Sensus
Inspiration
Sensus was inspired by a simple question: what would a truly voice-first computer experience look like for someone who cannot rely on a screen? Most assistants can answer questions, but they struggle with real desktop tasks. We wanted to build something that could actually operate a Linux machine, navigate the web, and keep context across sessions in a way that feels practical for visually impaired users.
What it does
Sensus is a voice-first Ubuntu assistant that can:
- Understand spoken commands and route them to the right capability (browser, desktop actions, shell, shortcuts, or coding).

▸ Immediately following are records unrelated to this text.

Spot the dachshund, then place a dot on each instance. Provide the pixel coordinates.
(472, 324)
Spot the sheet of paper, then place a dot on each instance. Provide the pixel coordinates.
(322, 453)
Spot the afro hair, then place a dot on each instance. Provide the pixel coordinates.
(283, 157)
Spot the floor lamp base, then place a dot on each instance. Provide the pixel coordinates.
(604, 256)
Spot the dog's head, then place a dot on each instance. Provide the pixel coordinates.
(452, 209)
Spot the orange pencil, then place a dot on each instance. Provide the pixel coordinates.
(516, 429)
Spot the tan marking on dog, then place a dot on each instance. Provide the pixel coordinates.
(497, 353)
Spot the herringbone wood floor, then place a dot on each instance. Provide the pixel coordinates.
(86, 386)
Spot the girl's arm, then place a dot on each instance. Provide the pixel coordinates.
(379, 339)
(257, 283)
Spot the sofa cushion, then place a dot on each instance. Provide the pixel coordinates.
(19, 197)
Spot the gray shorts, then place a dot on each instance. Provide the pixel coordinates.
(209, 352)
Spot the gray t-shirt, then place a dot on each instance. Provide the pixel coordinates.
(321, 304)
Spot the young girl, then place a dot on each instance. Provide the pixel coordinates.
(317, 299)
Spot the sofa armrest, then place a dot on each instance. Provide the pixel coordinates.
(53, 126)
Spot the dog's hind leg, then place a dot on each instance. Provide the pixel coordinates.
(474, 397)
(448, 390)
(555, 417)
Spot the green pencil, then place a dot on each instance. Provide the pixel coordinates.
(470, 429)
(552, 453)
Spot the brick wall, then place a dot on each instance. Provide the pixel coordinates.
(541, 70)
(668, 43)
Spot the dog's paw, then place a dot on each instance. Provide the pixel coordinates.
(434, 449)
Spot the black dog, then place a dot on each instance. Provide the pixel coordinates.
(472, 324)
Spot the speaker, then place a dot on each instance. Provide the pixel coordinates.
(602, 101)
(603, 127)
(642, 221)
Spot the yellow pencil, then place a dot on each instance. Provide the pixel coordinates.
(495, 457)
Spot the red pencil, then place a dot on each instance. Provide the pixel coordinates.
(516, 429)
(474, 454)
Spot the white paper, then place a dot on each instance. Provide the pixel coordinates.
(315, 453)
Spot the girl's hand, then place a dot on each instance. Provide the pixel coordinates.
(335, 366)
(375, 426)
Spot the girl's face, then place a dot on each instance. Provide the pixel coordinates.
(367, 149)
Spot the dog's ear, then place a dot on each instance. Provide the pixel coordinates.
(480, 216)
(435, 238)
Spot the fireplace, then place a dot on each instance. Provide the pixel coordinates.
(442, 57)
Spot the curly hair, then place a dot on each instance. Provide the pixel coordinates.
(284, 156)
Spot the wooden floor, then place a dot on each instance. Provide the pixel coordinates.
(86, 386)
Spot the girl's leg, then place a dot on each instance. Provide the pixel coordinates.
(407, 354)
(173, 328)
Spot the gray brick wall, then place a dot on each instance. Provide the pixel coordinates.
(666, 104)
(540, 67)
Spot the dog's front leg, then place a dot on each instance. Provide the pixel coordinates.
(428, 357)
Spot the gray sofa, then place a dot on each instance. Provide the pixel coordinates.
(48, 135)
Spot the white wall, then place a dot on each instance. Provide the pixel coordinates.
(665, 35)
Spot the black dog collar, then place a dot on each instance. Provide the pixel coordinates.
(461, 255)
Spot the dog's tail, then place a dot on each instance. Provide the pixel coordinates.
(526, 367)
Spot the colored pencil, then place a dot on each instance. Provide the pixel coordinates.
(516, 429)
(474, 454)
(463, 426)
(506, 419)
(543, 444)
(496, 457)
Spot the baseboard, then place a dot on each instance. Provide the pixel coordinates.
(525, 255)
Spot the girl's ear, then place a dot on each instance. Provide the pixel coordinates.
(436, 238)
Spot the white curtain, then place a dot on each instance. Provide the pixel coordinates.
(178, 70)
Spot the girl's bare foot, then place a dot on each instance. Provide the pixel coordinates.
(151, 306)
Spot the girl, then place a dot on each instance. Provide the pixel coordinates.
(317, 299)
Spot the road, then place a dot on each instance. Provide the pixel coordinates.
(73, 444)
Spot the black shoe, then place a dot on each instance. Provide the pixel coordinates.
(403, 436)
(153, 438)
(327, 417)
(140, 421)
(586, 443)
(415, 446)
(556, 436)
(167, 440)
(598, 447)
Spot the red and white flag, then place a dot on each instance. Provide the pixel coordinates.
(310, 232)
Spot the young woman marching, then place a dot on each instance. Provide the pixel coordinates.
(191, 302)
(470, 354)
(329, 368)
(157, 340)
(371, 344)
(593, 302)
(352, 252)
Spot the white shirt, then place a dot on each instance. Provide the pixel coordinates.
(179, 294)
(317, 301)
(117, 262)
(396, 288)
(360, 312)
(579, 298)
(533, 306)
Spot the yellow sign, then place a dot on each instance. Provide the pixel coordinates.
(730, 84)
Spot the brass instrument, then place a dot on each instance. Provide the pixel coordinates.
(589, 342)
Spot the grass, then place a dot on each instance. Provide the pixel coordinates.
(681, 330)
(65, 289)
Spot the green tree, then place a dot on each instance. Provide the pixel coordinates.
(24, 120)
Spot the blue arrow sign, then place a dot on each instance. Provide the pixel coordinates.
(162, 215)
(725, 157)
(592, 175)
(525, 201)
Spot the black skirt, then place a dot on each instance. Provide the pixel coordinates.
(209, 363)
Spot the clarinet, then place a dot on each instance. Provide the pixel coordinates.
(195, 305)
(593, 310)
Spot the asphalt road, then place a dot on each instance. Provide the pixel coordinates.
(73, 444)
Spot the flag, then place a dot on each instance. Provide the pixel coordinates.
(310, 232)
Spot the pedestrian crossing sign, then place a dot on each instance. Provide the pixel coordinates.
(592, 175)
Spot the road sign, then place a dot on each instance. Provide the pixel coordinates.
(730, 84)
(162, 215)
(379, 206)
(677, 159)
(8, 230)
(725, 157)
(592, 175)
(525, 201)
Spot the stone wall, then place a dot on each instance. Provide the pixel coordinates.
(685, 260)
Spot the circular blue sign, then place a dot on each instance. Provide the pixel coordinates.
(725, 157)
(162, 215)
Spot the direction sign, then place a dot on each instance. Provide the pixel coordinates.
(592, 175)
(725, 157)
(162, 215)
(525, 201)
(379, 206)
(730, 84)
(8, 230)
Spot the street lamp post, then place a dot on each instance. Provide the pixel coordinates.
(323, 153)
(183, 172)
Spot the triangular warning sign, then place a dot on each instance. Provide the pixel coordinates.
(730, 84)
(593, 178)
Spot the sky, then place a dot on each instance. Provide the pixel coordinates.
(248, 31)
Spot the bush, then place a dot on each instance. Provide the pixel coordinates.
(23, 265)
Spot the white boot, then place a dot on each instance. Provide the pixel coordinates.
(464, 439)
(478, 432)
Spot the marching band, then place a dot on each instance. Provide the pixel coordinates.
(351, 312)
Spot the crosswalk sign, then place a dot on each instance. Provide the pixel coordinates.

- Control Firefox through automation for real web tasks (navigation, clicking, downloads, and accessibility checks).
- Show a lightweight top-right overlay UI for live interaction, status, and session history.
- Speak responses naturally with tuned TTS buffering for smoother playback.
- Optionally persist sessions/messages in IBM Db2 and generate session summaries for quick recall.
- Use multimodal vision models for screenshot-based understanding when needed.
How we built it
We built Sensus as a modular Python system:
- Orchestrator: OpenAI-compatible model routing and tool-calling logic for deciding what action to take.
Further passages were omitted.